Comment la catastrophe de Tchernobyl a affecté le Royaume-Uni

Entre les 25th et les 26th En avril 1986, le réacteur numéro 4 de la centrale de est entré en fusion : le résultat tragiquement ironique d’un test de sécurité simulant une panne de courant.

Situé dans la ville ukrainienne de Pripyat, aujourd’hui abandonnée, le réacteur condamné a déversé un énorme panache de débris radioactifs et de fumée dans l’atmosphère.

Ce sera la pire catastrophe nucléaire de l’humanité (à ce jour) et elle aura un effet profond sur le paysage environnant.
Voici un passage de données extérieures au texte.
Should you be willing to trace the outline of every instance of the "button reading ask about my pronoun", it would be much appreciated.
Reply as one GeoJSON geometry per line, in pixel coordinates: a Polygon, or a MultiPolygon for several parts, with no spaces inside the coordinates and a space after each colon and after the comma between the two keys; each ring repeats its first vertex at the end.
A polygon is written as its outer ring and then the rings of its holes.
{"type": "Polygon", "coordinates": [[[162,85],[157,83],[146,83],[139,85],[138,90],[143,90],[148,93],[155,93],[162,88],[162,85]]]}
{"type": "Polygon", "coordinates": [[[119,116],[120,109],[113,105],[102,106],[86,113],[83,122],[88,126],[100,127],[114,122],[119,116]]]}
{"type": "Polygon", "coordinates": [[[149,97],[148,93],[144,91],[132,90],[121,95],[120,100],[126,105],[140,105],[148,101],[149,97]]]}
Cependant, elle a également touché le monde entier.

On estime que l’explosion a libéré dans l’atmosphère environ quatre cents fois plus de matières radioactives que les bombardements d’Hiroshima et de Nagasaki réunis.

Bien qu’ils soient séparés par plus de 1 600 miles, les Britanniques ont ressenti les effets du nuage radioactif de Tchernobyl.

« Moutons « marqués et relâchés

Les effets de ce phénomène ont été ressentis plus sévèrement au Pays de Galles, en Écosse et dans certains comtés du nord de l’Angleterre comme le Cumbria, qui ont tous connu de fortes pluies lorsque le nuage radioactif est passé au-dessus.

En raison de ces pluies radioactives, les pâturages pour moutons de ces régions ont été modérément contaminés et les moutons élevés ici risquaient donc d’être contaminés par la radioactivité.

L’Agence britannique des normes alimentaires (FSA) a imposé des restrictions à 9 800 exploitations agricoles britanniques, dont la plupart sont situées au Pays de Galles et en Cumbria.

En raison des particules radioactives qui s’enferment dans la tourbe des hautes terres de ces régions, les moutons qui y paissent doivent être surveillés par leurs éleveurs.

Avant d’être déplacés des hauteurs pour être vendus, les moutons devaient être testés pour les niveaux de césium-137 par la FSA.

La FSA a versé aux agriculteurs 1,30 livre sterling supplémentaire par animal pour compenser le temps supplémentaire consacré à leur contrôle, ce que l’on appelle les restrictions « Mark and Release ».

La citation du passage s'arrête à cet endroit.